For our first story we planned to head to Bangkok for a week where we would meet up with a former New Zealand police officer who now worked as an anti-sex trafficking investigator.

We hoped to coincide our visit with an active case being concluded so we could see what it was like when investigators finally raided a brothel that trafficked women who were either underage or held against their will. That didn’t happen. So we had to improvise.

Instead, we went undercover with the investigator, posing as sex tourists, and got an insights into how these places operate and who the victims of the industry are. It was a risky enterprise that required covert cameras, cover stories and escape plans if things went awry.

Our second story was meant to follow the trials of a Kiwi kickboxer as he returned to his beloved Thailand for the last time. We hoped that our visit to Kamphaeng Phet would coincide with his training and eventual fight. That didn’t happen. Fight scheduling mean that we would not be there to see him compete.

Watch a video slideshow of McGregor's images of kickboxing in Thailand

So, instead our story honed in on the gym that he trained at - the young boys who lived there and the trainer who helped feed and clothe them. We thought the story was stronger for it and looked more deeply at Muay Thai as a cultural way of life and economic springboard for those who live in poverty.

Both stories were published as, in my unbiased opinion, some of the best visual multimedia features seen in New Zealand. The sex trafficking story also drew huge online audiences.

However, we thought our final story would be the most powerful. We met a Chin family from Myanmar whose father came to Nelson as a refugee. All six of them were heading back to their homeland to visit their family. It would be the first time they had done so since they fled more than a decade earlier. We were to meet them in the capital Yangon and travel with them back to their home by van.

We met the family as planned - the kids crammed in the back of a van - shuttled in from a smaller village on the outskirts of the city. They were Kiwi kids but with a heritage they knew little of. 

Only the eldest child remembered Myanmar. She remembered her parents leaving after running into trouble with the local police. She and her sister lived with her grandparents in a remote part of the Chin region. Her sister died of pneumonia before the family was invited to settle in New Zealand. She did not know how she would feel seeing those grandparents for the first time since she was a young girl.

We had a very small window of travel time. As it unfolded, we were in that van on our way out of the city when it became more and more apparent that we would not have enough time to get back for our flights. The time frame kept changing. And changing. It was likely a combination of wishful thinking on both ours and the family’s part and also a fear of disappointing. Whatever the reason there was a big misunderstanding.

I told Iain that he should carry on, I would re-book his flight back to Bangkok, where we were flying out of, but it was more important that we had visuals of the trip.

I left him with the family and headed back to Yangon. Once there I got a call. They had told Iain that even delaying his flight by a couple of days would not work. So he was left on the side of the road, several hours out of Yangon, somehow having to figure his way back into the capital. It was a pretty crushing time. The family was disappointed too.

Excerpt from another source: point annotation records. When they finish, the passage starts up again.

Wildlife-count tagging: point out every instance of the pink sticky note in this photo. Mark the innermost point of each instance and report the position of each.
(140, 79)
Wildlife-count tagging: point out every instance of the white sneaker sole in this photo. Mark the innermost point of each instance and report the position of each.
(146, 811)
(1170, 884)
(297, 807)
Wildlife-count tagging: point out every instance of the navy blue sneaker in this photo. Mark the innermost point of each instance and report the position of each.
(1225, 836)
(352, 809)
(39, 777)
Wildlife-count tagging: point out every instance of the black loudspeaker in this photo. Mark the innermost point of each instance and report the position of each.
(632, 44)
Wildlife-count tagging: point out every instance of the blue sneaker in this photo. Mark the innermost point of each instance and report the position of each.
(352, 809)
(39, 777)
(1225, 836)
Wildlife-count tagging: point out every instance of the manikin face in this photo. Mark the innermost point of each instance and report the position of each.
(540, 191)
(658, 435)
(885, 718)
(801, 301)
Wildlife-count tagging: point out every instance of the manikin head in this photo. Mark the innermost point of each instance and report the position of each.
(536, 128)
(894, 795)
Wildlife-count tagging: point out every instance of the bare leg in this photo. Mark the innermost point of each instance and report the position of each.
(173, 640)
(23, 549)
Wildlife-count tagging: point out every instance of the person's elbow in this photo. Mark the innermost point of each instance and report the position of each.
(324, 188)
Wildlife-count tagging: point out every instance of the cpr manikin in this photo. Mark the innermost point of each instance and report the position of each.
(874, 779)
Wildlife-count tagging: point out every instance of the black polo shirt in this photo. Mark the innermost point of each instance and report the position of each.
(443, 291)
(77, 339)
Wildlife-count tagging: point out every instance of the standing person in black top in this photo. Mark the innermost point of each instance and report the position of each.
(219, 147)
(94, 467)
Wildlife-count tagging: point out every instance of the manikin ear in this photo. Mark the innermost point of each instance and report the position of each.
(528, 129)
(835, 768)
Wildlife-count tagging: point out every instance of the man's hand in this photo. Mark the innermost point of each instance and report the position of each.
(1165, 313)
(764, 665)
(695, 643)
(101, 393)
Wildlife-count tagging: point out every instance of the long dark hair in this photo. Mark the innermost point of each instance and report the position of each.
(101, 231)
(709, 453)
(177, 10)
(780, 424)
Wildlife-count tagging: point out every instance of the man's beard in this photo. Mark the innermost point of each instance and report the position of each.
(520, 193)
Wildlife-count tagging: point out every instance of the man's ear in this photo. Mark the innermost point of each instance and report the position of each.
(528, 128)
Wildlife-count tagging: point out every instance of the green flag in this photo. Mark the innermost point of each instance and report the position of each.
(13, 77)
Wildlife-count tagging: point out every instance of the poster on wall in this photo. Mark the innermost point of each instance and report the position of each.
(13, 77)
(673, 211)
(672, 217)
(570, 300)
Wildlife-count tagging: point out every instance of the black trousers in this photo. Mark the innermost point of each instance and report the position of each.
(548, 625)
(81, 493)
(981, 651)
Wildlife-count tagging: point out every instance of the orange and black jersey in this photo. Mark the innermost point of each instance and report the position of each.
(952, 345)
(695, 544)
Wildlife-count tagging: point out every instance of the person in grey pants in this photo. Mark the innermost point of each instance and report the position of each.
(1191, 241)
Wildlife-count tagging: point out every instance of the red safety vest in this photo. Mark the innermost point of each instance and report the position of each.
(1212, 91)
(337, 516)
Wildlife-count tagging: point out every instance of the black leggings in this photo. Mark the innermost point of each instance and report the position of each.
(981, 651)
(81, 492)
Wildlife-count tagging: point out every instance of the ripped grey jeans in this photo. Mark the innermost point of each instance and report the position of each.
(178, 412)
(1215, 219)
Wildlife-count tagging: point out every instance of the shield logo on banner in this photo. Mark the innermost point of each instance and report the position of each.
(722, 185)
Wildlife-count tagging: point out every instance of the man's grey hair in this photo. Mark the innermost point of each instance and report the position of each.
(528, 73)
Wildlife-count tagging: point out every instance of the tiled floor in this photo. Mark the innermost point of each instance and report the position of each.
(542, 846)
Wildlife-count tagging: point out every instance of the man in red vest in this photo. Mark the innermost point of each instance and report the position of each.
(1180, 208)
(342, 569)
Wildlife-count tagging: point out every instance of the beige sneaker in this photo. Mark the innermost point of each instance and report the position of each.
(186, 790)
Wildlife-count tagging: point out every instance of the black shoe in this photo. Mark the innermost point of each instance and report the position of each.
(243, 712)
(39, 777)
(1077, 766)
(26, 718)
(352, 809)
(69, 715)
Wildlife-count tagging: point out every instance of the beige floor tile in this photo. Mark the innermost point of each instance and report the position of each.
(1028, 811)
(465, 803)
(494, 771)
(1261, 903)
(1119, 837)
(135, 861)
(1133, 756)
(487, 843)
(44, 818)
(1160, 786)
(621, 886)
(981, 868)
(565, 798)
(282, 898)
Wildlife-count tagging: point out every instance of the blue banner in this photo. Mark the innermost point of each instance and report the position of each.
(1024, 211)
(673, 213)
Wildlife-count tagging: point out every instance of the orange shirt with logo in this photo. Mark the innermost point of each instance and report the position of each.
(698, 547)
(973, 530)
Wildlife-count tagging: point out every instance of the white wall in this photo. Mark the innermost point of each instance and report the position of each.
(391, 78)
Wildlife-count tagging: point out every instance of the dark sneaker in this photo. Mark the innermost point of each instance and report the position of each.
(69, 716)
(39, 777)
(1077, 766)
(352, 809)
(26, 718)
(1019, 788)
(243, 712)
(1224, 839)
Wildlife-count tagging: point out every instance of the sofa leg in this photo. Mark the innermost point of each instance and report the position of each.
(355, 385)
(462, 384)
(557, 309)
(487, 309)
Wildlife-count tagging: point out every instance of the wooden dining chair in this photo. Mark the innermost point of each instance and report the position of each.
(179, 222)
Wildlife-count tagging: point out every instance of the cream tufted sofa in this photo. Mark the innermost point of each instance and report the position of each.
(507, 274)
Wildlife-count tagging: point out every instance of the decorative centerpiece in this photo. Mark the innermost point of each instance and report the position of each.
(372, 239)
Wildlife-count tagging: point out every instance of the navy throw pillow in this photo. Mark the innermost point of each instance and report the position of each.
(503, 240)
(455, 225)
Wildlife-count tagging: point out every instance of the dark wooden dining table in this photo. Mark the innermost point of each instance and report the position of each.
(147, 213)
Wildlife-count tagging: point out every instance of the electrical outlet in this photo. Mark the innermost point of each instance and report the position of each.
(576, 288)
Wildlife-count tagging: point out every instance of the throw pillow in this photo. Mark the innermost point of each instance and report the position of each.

When we got back home we hoped to still be able to salvage the story based on what we had and fill in the gaps with photos from the family and their recollections of the trip. It wouldn’t be ideal but it would be something. But the family seemed to change their minds about their involvement with the story. So it is left in limbo and we are unsure if it will ever eventuate.

That’s part of planning these sorts of stories. Be ambitious, be up for disappointment but also be open to adapt. The results can sometimes exceed your expectations.